Intel Arc Pro B70 performance and stability
Are there any other users out there with the B70 and can share some experiences?
I made some tests and this is what I got:
Vulcan on llama.cpp is better than sycl:
C:\Users\mail>"C:\Program Files\llama.cpp-vulcan\llama-bench.exe" -hf unsloth/Qwen3.6-27B-GGUF:Q4_K_M
| model | size | params | backend | ngl | test | t/s |
| ------------------------------ | ---------: | ---------: | ---------- | --: | --------------: | -------------------: |
| qwen35 27B Q4_K - Medium | 15.65 GiB | 26.90 B | Vulkan | 99 | pp512 | 700.44 ± 13.44 |
| qwen35 27B Q4_K - Medium | 15.65 GiB | 26.90 B | Vulkan | 99 | tg128 | 27.22 ± 0.07 |
build: 99d4026b1 (9286)
C:\Users\mail>"C:\Program Files\llama.cpp\llama-bench.exe" -hf unsloth/Qwen3.6-27B-GGUF:Q4_K_M
| model | size | params | backend | ngl | test | t/s |
| ------------------------------ | ---------: | ---------: | ---------- | --: | --------------: | -------------------: |
| qwen35 27B Q4_K - Medium | 15.65 GiB | 26.90 B | SYCL | 99 | pp512 | 315.00 ± 2.66 |
| qwen35 27B Q4_K - Medium | 15.65 GiB | 26.90 B | SYCL | 99 | tg128 | 21.93 ± 0.37 |
build: 47c0eda9d (9279)
Qwen3.5-35B-A3B with SYCL is very unstable:
C:\Users\mail>"C:\Program Files\llama.cpp\llama-bench.exe" -hf unsloth/Qwen3.5-35B-A3B-GGUF:Q4_K_M
load_backend: loaded RPC backend from C:\Program Files\llama.cpp\ggml-rpc.dll
load_backend: loaded SYCL backend from C:\Program Files\llama.cpp\ggml-sycl.dll
load_backend: loaded CPU backend from C:\Program Files\llama.cpp\ggml-cpu-zen4.dll
| model | size | params | backend | ngl | test | t/s |
| ------------------------------ | ---------: | ---------: | ---------- | --: | --------------: | -------------------: |
level_zero backend failed with error: 40 (UR_RESULT_ERROR_OUT_OF_RESOURCES)

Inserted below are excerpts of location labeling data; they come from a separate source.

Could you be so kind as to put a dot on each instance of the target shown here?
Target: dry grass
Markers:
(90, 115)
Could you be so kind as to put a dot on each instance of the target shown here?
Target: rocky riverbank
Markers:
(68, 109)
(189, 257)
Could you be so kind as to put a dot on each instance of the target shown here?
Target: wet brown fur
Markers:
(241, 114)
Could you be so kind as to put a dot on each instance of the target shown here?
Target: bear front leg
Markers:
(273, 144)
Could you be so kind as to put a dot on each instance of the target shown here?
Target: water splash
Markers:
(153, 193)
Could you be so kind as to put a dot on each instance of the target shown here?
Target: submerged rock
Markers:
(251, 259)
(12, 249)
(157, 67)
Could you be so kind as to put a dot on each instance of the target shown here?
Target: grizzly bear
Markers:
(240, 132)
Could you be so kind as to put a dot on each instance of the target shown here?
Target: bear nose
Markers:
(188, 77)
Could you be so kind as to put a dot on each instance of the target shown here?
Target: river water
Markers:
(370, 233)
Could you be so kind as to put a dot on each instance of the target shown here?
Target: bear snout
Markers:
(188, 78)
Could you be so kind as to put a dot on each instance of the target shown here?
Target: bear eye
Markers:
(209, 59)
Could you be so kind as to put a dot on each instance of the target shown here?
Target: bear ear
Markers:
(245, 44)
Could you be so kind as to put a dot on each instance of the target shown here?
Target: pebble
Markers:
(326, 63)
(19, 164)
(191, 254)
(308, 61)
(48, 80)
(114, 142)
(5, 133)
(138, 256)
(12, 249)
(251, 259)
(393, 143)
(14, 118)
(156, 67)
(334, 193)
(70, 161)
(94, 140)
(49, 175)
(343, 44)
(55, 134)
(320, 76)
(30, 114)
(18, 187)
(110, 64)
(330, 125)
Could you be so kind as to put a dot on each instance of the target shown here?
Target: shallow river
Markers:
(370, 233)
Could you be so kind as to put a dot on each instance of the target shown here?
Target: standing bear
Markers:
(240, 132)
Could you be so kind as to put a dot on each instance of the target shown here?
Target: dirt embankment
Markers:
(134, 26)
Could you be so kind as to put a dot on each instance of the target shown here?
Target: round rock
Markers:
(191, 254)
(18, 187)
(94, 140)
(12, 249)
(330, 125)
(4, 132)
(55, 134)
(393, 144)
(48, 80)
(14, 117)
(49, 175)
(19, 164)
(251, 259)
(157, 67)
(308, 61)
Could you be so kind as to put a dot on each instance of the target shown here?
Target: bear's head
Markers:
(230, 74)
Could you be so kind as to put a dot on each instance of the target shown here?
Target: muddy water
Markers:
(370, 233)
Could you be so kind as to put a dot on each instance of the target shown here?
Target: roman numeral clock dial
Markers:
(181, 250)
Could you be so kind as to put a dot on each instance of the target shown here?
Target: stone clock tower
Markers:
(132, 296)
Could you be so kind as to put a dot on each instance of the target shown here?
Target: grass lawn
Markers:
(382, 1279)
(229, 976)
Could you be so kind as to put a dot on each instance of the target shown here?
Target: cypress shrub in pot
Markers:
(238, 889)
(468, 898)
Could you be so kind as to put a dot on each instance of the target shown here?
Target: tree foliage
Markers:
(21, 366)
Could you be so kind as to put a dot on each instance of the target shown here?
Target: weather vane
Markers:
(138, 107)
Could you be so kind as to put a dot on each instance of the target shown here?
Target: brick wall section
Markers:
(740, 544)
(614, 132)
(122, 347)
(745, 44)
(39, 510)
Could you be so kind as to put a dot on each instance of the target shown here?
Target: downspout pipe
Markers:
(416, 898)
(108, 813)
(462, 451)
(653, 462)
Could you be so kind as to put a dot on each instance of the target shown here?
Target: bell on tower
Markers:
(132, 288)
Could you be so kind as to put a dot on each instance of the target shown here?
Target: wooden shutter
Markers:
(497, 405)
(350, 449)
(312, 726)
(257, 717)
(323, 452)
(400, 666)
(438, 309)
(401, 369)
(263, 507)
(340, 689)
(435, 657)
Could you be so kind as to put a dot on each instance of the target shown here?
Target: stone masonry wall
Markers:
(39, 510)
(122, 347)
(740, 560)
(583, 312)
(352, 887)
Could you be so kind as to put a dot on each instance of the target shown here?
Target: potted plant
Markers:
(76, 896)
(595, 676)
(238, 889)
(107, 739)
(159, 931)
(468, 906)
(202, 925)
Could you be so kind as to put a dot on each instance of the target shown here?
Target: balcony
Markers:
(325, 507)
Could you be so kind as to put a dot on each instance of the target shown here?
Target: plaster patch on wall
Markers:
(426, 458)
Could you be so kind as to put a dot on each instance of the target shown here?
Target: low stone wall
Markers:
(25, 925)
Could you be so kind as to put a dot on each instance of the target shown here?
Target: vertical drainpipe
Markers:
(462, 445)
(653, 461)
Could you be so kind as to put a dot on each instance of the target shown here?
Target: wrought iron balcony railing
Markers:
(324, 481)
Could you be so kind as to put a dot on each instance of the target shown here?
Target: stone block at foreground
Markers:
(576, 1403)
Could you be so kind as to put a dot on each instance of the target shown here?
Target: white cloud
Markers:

Exception caught at file:D:\a\llama.cpp\llama.cpp\ggml\src\ggml-sycl\ggml-sycl.cpp, line:2954, func:operator()
SYCL error: CHECK_TRY_ERROR(op(ctx, src0, src1, dst, src0_dd_i, src1_ddf_i, src1_ddq_i, dst_dd_i, dev[i].row_low, dev[i].row_high, src1_ncols, src1_padded_col_size, stream)): Exception caught in this line of code.
in function ggml_sycl_op_mul_mat at D:\a\llama.cpp\llama.cpp\ggml\src\ggml-sycl\ggml-sycl.cpp:2954
D:\a\llama.cpp\llama.cpp\ggml\src\ggml-sycl\..\ggml-sycl\common.hpp:143: SYCL error
with Vulcan you can get 102t/s
C:\Users\mail>"C:\Program Files\llama.cpp-vulcan\llama-bench.exe" -hf unsloth/Qwen3.5-35B-A3B-GGUF:Q4_K_M
| model | size | params | backend | ngl | test | t/s |
| ------------------------------ | ---------: | ---------: | ---------- | --: | --------------: | -------------------: |
| qwen35moe 35B.A3B Q4_K - Medium | 20.49 GiB | 34.66 B | Vulkan | 99 | pp512 | 1940.93 ± 91.59 |
| qwen35moe 35B.A3B Q4_K - Medium | 20.49 GiB | 34.66 B | Vulkan | 99 | tg128 | 102.15 ± 0.70 |
build: 99d4026b1 (9286)
I didn't test vLLM, LM Studio or anything else. Do anybody have some tricks to run it faster or better?